Fiscal cliff is looming
WASHINGTON — Congress returns to the nation’s capital next week with hopes of a big deal but strong odds favoring another piecemeal approach to avoid the so-called fiscal cliff, in a race against the clock to address tax and budget issues while keeping the U.S. economy from tumbling back into recession.
The cliff is a series of tax measures that have expired, or are set to expire at year’s end, along with automatic, deep budget cuts that will take effect unless lawmakers agree to an alternative plan.
Additionally, the government is slated to hit a debt ceiling sometime between December and February, and tough negotiations are expected over terms under which more government borrowing would be allowed.
Going over that cliff carries huge economic risks. Financial markets could respond negatively, erasing the wealth of ordinary Americans who rely on stocks and bonds for their retirement income. Seniors who live off of investment income, and Americans nearing retirement age, are sure to suffer under this scenario.
Congress and the White House usually devise a solution to avoid such crises, but not until they absolutely must. When lawmakers waited until the last minute to resolve the debt ceiling fight last year, and voted down a 2008 bank bailout, stock prices dropped sharply. It could happen again.
“That to me is the wild card,” said R. Bruce Josten, executive vice president for the U.S. Chamber of Commerce.
Lawmakers sent mixed signals this week about serious negotiations vs. driving briefly off the cliff’s edge before settling.
Tuesday’s election results kept the same power players in place, the same group that went to that edge repeatedly during budget and debt ceiling negotiations over the last two years.
House Speaker John Boehner, R-Ohio, said Wednesday that he was ready to “find the common ground that has eluded us” and talk to Democrats, even about raising revenue.
Senate Majority Leader Harry Reid, D-Nev., also talked conciliation, promising not to draw “any lines in the sand.”

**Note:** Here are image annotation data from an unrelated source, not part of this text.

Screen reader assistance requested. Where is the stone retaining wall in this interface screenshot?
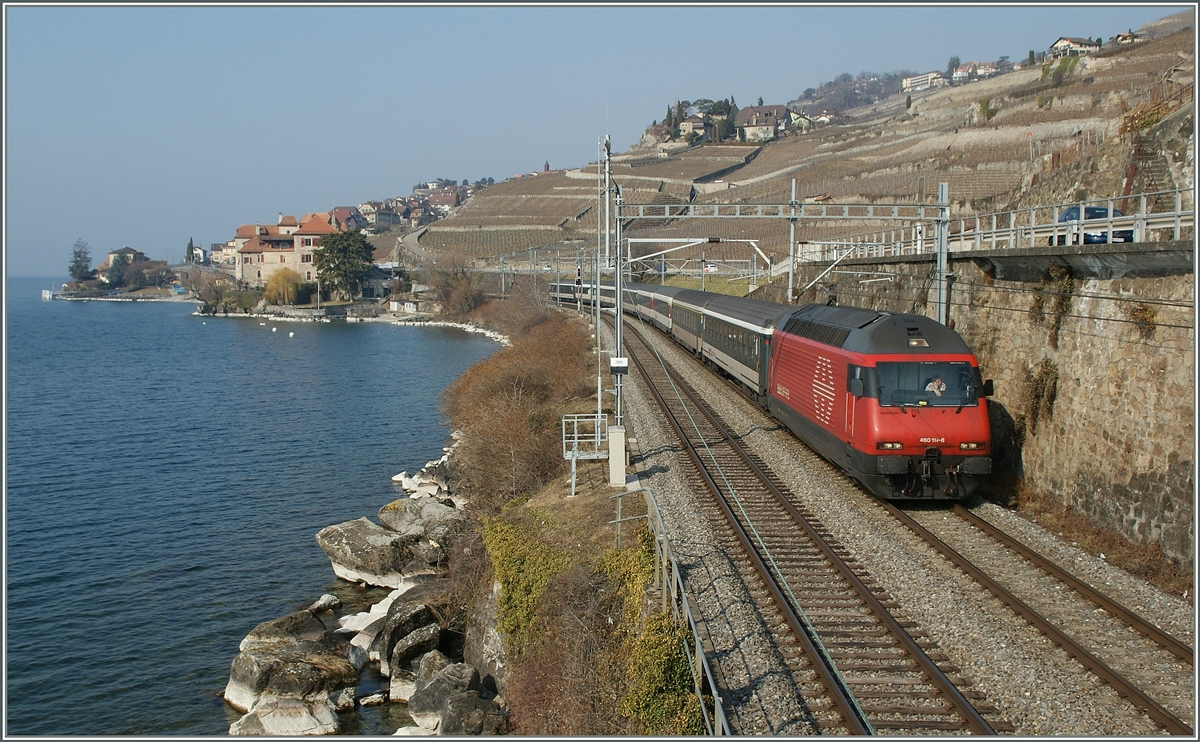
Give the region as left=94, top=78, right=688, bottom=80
left=755, top=243, right=1195, bottom=566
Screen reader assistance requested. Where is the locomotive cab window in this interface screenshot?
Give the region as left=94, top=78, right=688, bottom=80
left=875, top=361, right=983, bottom=407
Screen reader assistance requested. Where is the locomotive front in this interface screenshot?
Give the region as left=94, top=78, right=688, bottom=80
left=847, top=315, right=991, bottom=499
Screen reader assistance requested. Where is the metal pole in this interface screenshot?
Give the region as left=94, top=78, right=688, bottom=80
left=935, top=182, right=950, bottom=324
left=604, top=136, right=612, bottom=268
left=787, top=178, right=796, bottom=304
left=612, top=186, right=625, bottom=427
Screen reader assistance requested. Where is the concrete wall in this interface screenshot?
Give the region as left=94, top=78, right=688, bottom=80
left=755, top=243, right=1195, bottom=566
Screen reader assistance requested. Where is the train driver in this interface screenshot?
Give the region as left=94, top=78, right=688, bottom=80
left=925, top=376, right=946, bottom=396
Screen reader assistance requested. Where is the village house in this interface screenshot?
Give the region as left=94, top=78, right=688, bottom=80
left=96, top=245, right=150, bottom=274
left=900, top=72, right=948, bottom=92
left=679, top=115, right=708, bottom=137
left=233, top=210, right=338, bottom=286
left=1050, top=36, right=1100, bottom=59
left=733, top=106, right=792, bottom=142
left=209, top=240, right=238, bottom=265
left=425, top=187, right=462, bottom=216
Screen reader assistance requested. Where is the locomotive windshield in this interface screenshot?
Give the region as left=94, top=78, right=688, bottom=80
left=875, top=361, right=982, bottom=407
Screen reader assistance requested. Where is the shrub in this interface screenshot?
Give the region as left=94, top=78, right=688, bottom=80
left=263, top=268, right=304, bottom=304
left=442, top=306, right=592, bottom=514
left=484, top=517, right=571, bottom=653
left=620, top=612, right=704, bottom=735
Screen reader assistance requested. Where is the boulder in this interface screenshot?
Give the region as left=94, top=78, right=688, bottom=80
left=224, top=645, right=359, bottom=712
left=380, top=623, right=442, bottom=674
left=408, top=541, right=444, bottom=566
left=388, top=668, right=416, bottom=704
left=229, top=698, right=341, bottom=737
left=438, top=692, right=509, bottom=736
left=367, top=600, right=433, bottom=675
left=379, top=497, right=467, bottom=544
left=416, top=650, right=454, bottom=686
left=358, top=692, right=388, bottom=706
left=408, top=663, right=482, bottom=729
left=224, top=611, right=359, bottom=713
left=305, top=593, right=342, bottom=616
left=238, top=611, right=334, bottom=652
left=317, top=517, right=419, bottom=587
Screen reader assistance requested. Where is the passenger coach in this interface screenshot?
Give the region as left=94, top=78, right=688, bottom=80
left=551, top=283, right=992, bottom=498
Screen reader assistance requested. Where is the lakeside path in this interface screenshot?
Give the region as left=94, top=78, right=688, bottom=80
left=192, top=304, right=511, bottom=347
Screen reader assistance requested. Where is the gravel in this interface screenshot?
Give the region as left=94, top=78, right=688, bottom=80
left=625, top=316, right=1194, bottom=736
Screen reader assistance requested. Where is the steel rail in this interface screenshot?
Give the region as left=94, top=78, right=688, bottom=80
left=954, top=505, right=1194, bottom=666
left=878, top=499, right=1194, bottom=736
left=629, top=316, right=996, bottom=735
left=626, top=328, right=870, bottom=736
left=643, top=338, right=996, bottom=735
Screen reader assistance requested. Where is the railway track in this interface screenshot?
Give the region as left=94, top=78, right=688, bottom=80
left=881, top=503, right=1195, bottom=736
left=626, top=314, right=1012, bottom=735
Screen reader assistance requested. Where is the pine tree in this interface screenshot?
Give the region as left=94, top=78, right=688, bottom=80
left=67, top=238, right=91, bottom=281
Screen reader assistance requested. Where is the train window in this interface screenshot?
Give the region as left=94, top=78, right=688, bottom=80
left=875, top=361, right=979, bottom=407
left=846, top=364, right=880, bottom=399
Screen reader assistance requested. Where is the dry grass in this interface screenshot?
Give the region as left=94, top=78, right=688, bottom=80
left=1018, top=486, right=1195, bottom=602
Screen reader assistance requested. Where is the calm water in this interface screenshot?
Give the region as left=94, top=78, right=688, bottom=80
left=5, top=279, right=498, bottom=735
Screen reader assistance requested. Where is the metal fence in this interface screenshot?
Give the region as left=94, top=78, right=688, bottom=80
left=797, top=190, right=1194, bottom=262
left=613, top=489, right=733, bottom=736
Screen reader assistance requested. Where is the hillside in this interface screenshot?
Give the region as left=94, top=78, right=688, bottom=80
left=421, top=27, right=1194, bottom=267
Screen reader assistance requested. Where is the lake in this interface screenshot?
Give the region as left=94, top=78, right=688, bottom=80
left=5, top=277, right=499, bottom=735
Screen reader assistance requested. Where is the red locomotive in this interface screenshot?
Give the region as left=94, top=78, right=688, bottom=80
left=551, top=283, right=992, bottom=499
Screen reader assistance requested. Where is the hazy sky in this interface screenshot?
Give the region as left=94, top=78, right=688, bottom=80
left=4, top=4, right=1190, bottom=277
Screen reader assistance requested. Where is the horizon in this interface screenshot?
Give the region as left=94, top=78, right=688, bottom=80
left=5, top=4, right=1194, bottom=279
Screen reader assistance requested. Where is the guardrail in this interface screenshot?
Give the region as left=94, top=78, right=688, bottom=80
left=613, top=487, right=733, bottom=736
left=797, top=190, right=1194, bottom=262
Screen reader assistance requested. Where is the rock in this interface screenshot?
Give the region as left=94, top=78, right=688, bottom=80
left=408, top=541, right=443, bottom=564
left=317, top=517, right=416, bottom=587
left=438, top=693, right=509, bottom=736
left=462, top=581, right=508, bottom=695
left=229, top=698, right=341, bottom=737
left=238, top=611, right=334, bottom=652
left=306, top=593, right=342, bottom=616
left=224, top=645, right=359, bottom=712
left=388, top=668, right=416, bottom=704
left=224, top=611, right=359, bottom=724
left=408, top=663, right=482, bottom=729
left=335, top=611, right=388, bottom=635
left=358, top=693, right=388, bottom=706
left=388, top=623, right=442, bottom=670
left=367, top=600, right=433, bottom=675
left=416, top=650, right=454, bottom=686
left=379, top=497, right=467, bottom=544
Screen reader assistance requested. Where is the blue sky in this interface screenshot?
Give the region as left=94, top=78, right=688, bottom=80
left=4, top=5, right=1186, bottom=276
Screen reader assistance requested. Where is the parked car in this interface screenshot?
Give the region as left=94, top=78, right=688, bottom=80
left=1058, top=207, right=1133, bottom=245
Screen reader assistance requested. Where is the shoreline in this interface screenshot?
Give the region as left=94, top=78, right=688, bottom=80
left=192, top=311, right=511, bottom=347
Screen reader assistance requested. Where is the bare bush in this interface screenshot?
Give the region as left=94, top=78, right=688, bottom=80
left=425, top=251, right=484, bottom=316
left=506, top=564, right=637, bottom=735
left=442, top=313, right=590, bottom=513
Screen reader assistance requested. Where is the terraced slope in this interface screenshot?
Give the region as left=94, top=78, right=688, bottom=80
left=421, top=30, right=1194, bottom=259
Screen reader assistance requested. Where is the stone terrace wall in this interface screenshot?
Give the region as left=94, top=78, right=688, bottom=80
left=772, top=245, right=1195, bottom=566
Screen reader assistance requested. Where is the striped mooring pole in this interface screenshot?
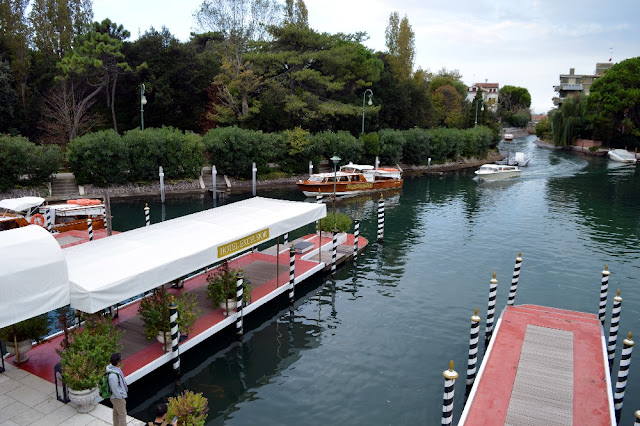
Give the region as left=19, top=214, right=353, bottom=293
left=378, top=194, right=384, bottom=243
left=598, top=265, right=611, bottom=327
left=87, top=219, right=93, bottom=241
left=467, top=308, right=480, bottom=386
left=484, top=272, right=498, bottom=345
left=507, top=252, right=522, bottom=306
left=613, top=332, right=633, bottom=423
left=442, top=360, right=458, bottom=425
left=144, top=203, right=151, bottom=226
left=607, top=289, right=622, bottom=372
left=169, top=297, right=180, bottom=377
left=331, top=225, right=338, bottom=275
left=289, top=244, right=296, bottom=318
left=44, top=208, right=53, bottom=232
left=236, top=271, right=244, bottom=340
left=353, top=217, right=360, bottom=262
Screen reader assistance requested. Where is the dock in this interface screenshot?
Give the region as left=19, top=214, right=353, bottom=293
left=459, top=305, right=616, bottom=426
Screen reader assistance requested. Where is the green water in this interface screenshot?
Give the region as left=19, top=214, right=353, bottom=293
left=112, top=138, right=640, bottom=425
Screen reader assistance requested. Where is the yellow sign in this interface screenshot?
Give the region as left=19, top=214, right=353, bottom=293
left=218, top=228, right=269, bottom=258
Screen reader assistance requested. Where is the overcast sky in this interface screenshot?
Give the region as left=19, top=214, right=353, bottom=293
left=93, top=0, right=640, bottom=113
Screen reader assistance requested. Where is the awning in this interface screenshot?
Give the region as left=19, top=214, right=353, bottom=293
left=64, top=197, right=326, bottom=313
left=0, top=225, right=69, bottom=327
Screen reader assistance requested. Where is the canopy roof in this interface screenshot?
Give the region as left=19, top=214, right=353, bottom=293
left=0, top=225, right=69, bottom=328
left=64, top=197, right=326, bottom=313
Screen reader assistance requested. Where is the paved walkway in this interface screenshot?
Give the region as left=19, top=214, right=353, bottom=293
left=0, top=360, right=145, bottom=426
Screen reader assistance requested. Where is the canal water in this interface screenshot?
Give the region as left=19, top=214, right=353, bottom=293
left=112, top=137, right=640, bottom=425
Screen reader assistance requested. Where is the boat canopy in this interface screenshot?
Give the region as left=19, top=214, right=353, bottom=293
left=0, top=225, right=69, bottom=328
left=64, top=197, right=326, bottom=313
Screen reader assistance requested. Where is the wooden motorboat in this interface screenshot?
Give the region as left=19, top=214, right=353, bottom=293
left=297, top=163, right=403, bottom=197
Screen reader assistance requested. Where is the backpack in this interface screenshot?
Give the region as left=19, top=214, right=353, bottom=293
left=98, top=371, right=120, bottom=399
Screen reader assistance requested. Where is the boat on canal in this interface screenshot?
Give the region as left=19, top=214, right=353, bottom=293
left=475, top=164, right=522, bottom=180
left=297, top=163, right=403, bottom=197
left=609, top=149, right=638, bottom=163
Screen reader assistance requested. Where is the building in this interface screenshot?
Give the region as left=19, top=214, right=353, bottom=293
left=552, top=62, right=613, bottom=106
left=467, top=80, right=500, bottom=112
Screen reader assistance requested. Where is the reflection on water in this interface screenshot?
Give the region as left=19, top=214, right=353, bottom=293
left=121, top=138, right=640, bottom=425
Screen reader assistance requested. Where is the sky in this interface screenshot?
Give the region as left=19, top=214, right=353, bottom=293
left=93, top=0, right=640, bottom=114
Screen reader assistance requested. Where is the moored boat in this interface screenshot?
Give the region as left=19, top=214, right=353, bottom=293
left=297, top=163, right=403, bottom=197
left=475, top=164, right=522, bottom=180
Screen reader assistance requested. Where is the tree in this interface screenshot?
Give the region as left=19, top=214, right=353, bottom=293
left=586, top=57, right=640, bottom=141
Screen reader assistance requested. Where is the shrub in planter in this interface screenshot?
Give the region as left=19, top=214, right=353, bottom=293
left=167, top=390, right=209, bottom=426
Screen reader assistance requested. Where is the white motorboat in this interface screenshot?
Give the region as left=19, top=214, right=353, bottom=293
left=475, top=164, right=522, bottom=180
left=609, top=149, right=638, bottom=163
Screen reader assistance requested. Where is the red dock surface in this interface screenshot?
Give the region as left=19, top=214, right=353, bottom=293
left=460, top=305, right=615, bottom=426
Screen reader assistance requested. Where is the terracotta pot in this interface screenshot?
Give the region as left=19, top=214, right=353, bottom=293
left=69, top=387, right=99, bottom=413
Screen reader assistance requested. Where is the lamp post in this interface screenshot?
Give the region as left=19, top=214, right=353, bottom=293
left=140, top=83, right=147, bottom=130
left=473, top=98, right=484, bottom=130
left=362, top=89, right=373, bottom=133
left=329, top=154, right=342, bottom=200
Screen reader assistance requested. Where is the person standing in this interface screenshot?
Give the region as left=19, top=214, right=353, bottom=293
left=107, top=353, right=129, bottom=426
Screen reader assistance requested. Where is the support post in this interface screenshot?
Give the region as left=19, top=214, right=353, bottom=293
left=607, top=289, right=622, bottom=373
left=467, top=308, right=480, bottom=388
left=87, top=219, right=93, bottom=241
left=169, top=297, right=180, bottom=378
left=236, top=271, right=244, bottom=340
left=144, top=203, right=151, bottom=226
left=442, top=360, right=458, bottom=425
left=378, top=194, right=384, bottom=243
left=484, top=272, right=498, bottom=345
left=613, top=332, right=633, bottom=424
left=598, top=265, right=611, bottom=327
left=353, top=216, right=360, bottom=262
left=507, top=252, right=522, bottom=306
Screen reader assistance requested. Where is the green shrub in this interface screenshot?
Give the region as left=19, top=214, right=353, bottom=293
left=67, top=130, right=131, bottom=186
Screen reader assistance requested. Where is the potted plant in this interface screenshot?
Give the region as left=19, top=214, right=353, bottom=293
left=0, top=314, right=50, bottom=364
left=58, top=315, right=122, bottom=413
left=207, top=261, right=253, bottom=315
left=138, top=289, right=200, bottom=352
left=167, top=390, right=209, bottom=426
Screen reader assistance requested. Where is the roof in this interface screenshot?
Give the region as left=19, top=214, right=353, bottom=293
left=64, top=197, right=326, bottom=313
left=0, top=226, right=69, bottom=328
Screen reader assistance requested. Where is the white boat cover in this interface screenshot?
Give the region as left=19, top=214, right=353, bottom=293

The election’s status quo result, the same president, Republicans still controlling the House of Representatives and Democrats remaining in charge of the Senate, suggests the public “is obviously saying work together, meet halfway, come together,” said Sen. Charles Schumer, D-N.Y., usually a fierce partisan.
The rank and file may feel less sanguine. The election solidified conservatives’ hold on the House and liberals’ strength in the Senate, suggesting any deal could have a difficult time winning approval.
The key, said Republicans, is for the president to take the lead and offer a detailed plan.
“The only thing that’s changed since the election is that the president is not campaigning,” said Don Stewart, spokesman for Senate Minority Leader Mitch McConnell, R-Ky.
Ultimately, say insiders, the doomsday alternative to inaction will force a deal. The nonpartisan Congressional Budget Office said in a report Thursday that failing to act on the fiscal-cliff components could shave half a percentage point off of growth in the first half of 2013, raising the jobless rate to 9.1 percent and probably would trigger another recession.